Idea

Onboarding useful data to Filecoin is still work in progress. One of those large useful datasets is the Sentinel data from the Copernicus project. This is satellite imagery collected by the European Space Agency (ESA), similar to NASA’s Landsat mission.

Last week I’ve been talking to Markus Neteler an expert in the field that I’ve been knowing for many years. I’ve asked him how he’d like to access the data in an ideal world. Currently he gets it from Google Cloud as the data is in better shape (more on this later) and faster to get then from the official sources. Though he said, it could even be better and I think this is what we should be doing.

Current state

If you’re working with Sentinel data today, you’d typically get it from AWS or Google Cloud. It’s just more convenient and faster, than from the official sources. The ESA does atmospheric corrections on the data since 2018. The catch is, that they change pixel value scaling parameters from time to time. But when you do analysis with data, you want to have the same parameters for all your images in the time series. Google does that for you and have processed the data to have the same parameters for the whole archive (N.B. the NASA always reprocesses their Landsat data archive entirely, whenever they change the parameters. Thus they are way more friendly to their downstream users).

Google provides the data as JPEG2000, but it would be more useful to have Cloud Optimized GeoTIFFs (COGs). We could provide those.

Ideal world

Having an archive of the whole Sentinel data as COGs, all with the same atmospheric correction, accessible via HTTP. I can think of two scenarios getting there.

Using the data from Google Cloud

Getting the data from Google Cloud, converting it to COGs and dumping it into Filecoin.
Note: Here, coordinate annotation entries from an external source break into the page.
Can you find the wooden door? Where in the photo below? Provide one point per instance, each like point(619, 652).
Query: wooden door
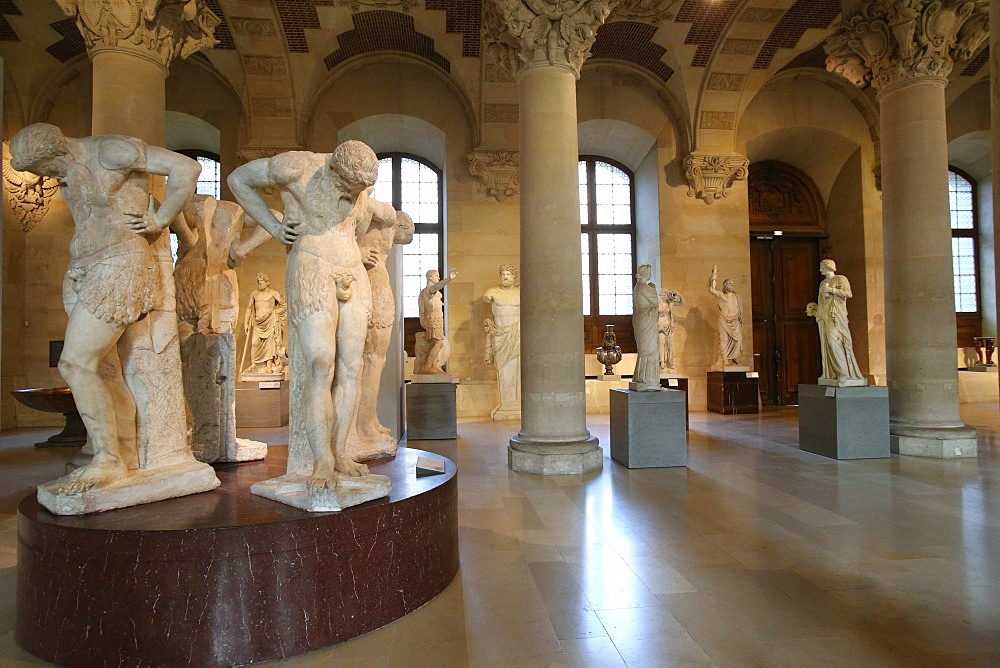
point(784, 279)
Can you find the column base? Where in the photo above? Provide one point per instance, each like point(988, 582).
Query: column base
point(941, 443)
point(563, 458)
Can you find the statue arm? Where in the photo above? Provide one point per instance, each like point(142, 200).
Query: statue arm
point(243, 182)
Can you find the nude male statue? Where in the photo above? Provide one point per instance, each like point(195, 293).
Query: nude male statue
point(113, 280)
point(326, 210)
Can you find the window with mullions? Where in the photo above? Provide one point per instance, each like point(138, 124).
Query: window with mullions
point(414, 185)
point(965, 264)
point(607, 238)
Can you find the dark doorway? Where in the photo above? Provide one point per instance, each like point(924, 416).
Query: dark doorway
point(787, 224)
point(783, 277)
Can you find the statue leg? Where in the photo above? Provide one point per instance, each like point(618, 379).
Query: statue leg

Except for the image conversion, no further processing would be needed (except for atmospheric correction if that's desired).

Getting the data from the official source

This is the way I’d prefer we’d be doing as I think it aligns better with Protocol Labs overall mission. We start with getting the data from the ESA, then do atmospheric correct and conversion to the COGs and storing those on Filecoin.

The reason I prefer it is, that we could get into reproducible/verifiable data (processing). If you download data from Google, you trust that it’s a copy of the original data, but you can’t be sure. If we create and open source processing pipeline right from the source, people can verify that the processing was correct.

How to do it

We start with the data from the ESA. We store those files directly on Filecoin. I don’t know of the ESA provides checksums of their files, but we could create those. We then process those files and store the result on Filecoin.

People could then verify the correctness locally. Download some file from the ESA and generate a checksum, then following our processing scripts, e.g. generating a CAR file, verify its CID, do more processing and verify again.

I think this verifiability is a huge thing and we kind of get it for free due to the content addressing. I even remember talking to someone from the academic community that needed to proof that the data they used for their analysis was based on the original satellite imagery. Back then they didn’t know how to proof it, other they just saying that it was the case.